Immunoturbidometric assay for the in vitro quantitative determination of CRP in human serum and plasma on Roche automated clinical chemistry analyzers.
Measurement of c-reactive protein aids in the evaluation of the amount of injury to body tissues.

The C-Reactive Protein Gen 3 assay is a particle enhanced turbidimetric assay. Human CRP agglutinates with latex particles coated with monoclonal anti-CRP antibodies. The precipitate is determined turbidimetrically at 570 nm.

Here's a breakdown of the acceptance criteria and study information for the Tina-Quant C-Reactive Protein Gen. 3 device, based on the provided text:

Acceptance Criteria and Device Performance

The provided document describes modifications to an existing device (Tina-Quant C-Reactive Protein Gen 3) and claims substantial equivalence to its predicate device (Tina-Quant C-Reactive Protein (Latex), K032336). Therefore, the acceptance criteria are implicitly defined by demonstrating comparable core performance characteristics to the predicate device. The information below presents the modified device's performance alongside the predicate's performance for comparison, which serves as the "acceptance criteria" through the lens of substantial equivalence.

Table of Acceptance Criteria (Predicate Performance) and Reported Device Performance (Modified Device)

Study Information

The provided document describes a Special 510(k): Device Modification submission for the Tina-Quant C-Reactive Protein Gen 3 assay. The core of the "study" is a comparison of the modified device's performance characteristics against its predicate device (Tina-Quant C-Reactive Protein (Latex), K032336), to demonstrate substantial equivalence.

1. Sample size used for the test set and the data provenance:

   • Test Set Sample Size: The document does not explicitly state the specific number of samples used for each test (e.g., precision, interference, method comparison). For the "Method Comparison," it refers to a "Scatter plot showing correlation between two methods for measuring C-Reactive Protein," which implies a collection of patient or control samples were run on both methods. However, the exact count is not given.
   • Data Provenance: Not explicitly stated. The studies were conducted by Roche Diagnostics, suggesting internal studies. The country of origin of the data is not mentioned, nor is whether the data was retrospective or prospective.

2. Number of experts used to establish the ground truth for the test set and the qualifications of those experts:

   • This is an in vitro diagnostic (IVD) device for quantitative determination of CRP. For such devices, "ground truth" is typically established by reference methods or highly accurate analytical techniques, not by expert consensus on interpretations like with imaging. The document traces the device's standardization to CRM 470, which is a certified reference material for proteins. There is no mention of experts establishing a ground truth in the context of clinical interpretation, as this device provides a quantitative measurement.

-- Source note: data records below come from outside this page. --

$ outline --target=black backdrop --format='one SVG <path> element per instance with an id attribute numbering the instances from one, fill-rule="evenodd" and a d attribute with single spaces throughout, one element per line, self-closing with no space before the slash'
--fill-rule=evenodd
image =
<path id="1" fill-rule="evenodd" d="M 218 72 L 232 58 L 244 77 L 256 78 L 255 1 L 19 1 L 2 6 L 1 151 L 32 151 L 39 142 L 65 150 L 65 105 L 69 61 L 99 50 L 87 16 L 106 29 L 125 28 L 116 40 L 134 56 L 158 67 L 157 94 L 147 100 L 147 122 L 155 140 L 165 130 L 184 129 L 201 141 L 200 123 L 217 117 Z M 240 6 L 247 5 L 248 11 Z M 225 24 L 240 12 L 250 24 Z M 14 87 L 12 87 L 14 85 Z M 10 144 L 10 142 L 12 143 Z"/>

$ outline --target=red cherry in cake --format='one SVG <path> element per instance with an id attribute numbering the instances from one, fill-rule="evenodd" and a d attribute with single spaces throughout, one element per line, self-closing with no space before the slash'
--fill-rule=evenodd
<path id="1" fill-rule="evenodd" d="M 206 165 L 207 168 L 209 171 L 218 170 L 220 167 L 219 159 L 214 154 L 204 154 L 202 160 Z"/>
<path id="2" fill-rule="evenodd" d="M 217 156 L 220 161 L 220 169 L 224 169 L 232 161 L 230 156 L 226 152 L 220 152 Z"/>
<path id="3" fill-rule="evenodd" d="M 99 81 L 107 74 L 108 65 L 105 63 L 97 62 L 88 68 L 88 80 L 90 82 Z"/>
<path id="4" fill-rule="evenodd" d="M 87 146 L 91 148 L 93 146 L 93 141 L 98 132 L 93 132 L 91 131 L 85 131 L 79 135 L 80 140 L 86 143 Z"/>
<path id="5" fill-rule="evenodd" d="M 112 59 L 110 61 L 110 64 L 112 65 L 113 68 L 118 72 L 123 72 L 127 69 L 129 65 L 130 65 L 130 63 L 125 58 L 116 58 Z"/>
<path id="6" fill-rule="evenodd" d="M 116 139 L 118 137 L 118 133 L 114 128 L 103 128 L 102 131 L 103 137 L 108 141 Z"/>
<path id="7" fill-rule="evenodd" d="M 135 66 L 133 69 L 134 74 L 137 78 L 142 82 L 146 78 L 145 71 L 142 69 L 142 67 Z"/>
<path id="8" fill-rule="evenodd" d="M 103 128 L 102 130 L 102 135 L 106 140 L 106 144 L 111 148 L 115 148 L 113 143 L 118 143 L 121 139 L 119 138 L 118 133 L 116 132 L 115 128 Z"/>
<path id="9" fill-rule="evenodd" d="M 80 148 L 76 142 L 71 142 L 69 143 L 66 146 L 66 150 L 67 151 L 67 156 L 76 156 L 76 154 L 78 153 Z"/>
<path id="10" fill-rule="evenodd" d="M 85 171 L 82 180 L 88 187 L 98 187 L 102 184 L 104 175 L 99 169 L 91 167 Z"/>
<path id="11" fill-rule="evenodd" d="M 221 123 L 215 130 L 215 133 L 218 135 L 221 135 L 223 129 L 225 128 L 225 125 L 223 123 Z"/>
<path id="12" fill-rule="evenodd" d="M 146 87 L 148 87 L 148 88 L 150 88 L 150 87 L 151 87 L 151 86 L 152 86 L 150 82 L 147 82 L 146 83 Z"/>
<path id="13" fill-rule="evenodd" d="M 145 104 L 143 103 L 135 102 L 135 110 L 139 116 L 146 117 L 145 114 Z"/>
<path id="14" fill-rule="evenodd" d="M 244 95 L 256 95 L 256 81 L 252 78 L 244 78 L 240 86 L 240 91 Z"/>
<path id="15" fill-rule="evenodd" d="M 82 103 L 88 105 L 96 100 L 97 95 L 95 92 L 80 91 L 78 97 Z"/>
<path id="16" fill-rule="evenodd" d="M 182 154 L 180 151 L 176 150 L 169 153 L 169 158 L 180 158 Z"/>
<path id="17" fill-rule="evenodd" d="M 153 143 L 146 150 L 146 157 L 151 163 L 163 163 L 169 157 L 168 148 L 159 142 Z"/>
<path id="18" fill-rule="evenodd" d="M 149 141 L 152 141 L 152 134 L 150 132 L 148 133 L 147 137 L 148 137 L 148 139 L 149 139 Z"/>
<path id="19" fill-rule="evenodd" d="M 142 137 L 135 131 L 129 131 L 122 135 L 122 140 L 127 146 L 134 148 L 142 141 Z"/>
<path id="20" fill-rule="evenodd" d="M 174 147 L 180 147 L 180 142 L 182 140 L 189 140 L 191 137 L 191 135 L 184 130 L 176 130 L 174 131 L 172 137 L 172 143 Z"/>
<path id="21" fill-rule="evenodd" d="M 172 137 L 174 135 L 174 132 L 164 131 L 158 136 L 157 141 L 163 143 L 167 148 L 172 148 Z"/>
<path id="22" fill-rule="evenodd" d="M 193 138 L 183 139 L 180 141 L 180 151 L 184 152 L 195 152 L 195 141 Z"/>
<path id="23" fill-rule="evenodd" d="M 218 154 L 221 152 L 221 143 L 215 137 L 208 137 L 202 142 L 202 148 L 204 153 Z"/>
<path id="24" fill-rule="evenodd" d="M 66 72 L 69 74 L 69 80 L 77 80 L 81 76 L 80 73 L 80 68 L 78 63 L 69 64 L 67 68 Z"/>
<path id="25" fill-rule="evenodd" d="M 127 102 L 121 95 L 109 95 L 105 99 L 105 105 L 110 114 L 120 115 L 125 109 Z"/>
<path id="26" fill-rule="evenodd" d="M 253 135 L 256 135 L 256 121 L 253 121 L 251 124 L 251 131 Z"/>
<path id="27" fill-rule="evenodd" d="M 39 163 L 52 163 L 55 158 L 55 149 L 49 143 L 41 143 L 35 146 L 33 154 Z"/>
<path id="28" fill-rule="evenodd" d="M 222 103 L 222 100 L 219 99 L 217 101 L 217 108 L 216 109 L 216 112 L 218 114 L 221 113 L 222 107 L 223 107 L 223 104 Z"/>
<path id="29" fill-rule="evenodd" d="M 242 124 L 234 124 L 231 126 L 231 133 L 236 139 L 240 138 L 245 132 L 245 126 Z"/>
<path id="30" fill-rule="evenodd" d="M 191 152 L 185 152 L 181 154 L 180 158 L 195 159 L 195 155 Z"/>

3. Adjudication method (e.g., 2+1, 3+1, none) for the test set:

   • Not applicable. This is an IVD device for quantitative measurement. Adjudication methods like "2+1" typically apply to diagnostic tasks involving human interpretation or subjective assessments, where disagreements between experts need to be resolved.

4. If a multi-reader multi-case (MRMC) comparative effectiveness study was done, If so, what was the effect size of how much human readers improve with AI vs without AI assistance:

   • No, an MRMC comparative effectiveness study was not done. This device is an automated in vitro diagnostic assay, not a device that assists human readers (like AI for image analysis). Therefore, comparisons of human reader performance with or without AI assistance are not relevant to this submission.

5. If a standalone (i.e., algorithm only without human-in-the-loop performance) was done:

   • Yes, effectively, this is a standalone device performance evaluation. The device is an automated clinical chemistry analyzer that quantitatively measures CRP. The performance metrics reported (precision, analytical sensitivity, interference, method comparison) are intrinsic to the device's analytical function without direct human intervention in the result generation process, beyond sample loading and general operation.

6. The type of ground truth used (expert consensus, pathology, outcomes data, etc.):

   • Reference material standardization. The device claims traceability to CRM 470 for standardization. This implies that the "ground truth" for the quantitative CRP measurements is established against this internationally recognized reference material, rather than clinical outcomes, pathology, or expert consensus on a diagnostic interpretation.

7. The sample size for the training set:

   • Not applicable. This document is for a device modification of an in vitro diagnostic assay, not an AI/ML algorithm. Therefore, there isn't a "training set" in the sense of data used to train a machine learning model. The assay's parameters would have been developed and optimized through laboratory experiments, but the concept of a "training set" as commonly understood in AI/ML is not directly relevant here.

8. How the ground truth for the training set was established:

   • Not applicable. As explained above, there is no "training set" for an AI/ML algorithm. For the initial development and optimization of the assay reagents and methods, ground truth for measuring CRP would typically be established using highly characterized samples with known CRP concentrations (e.g., purified CRP, reference materials like CRM 470, or validated high-accuracy laboratory methods).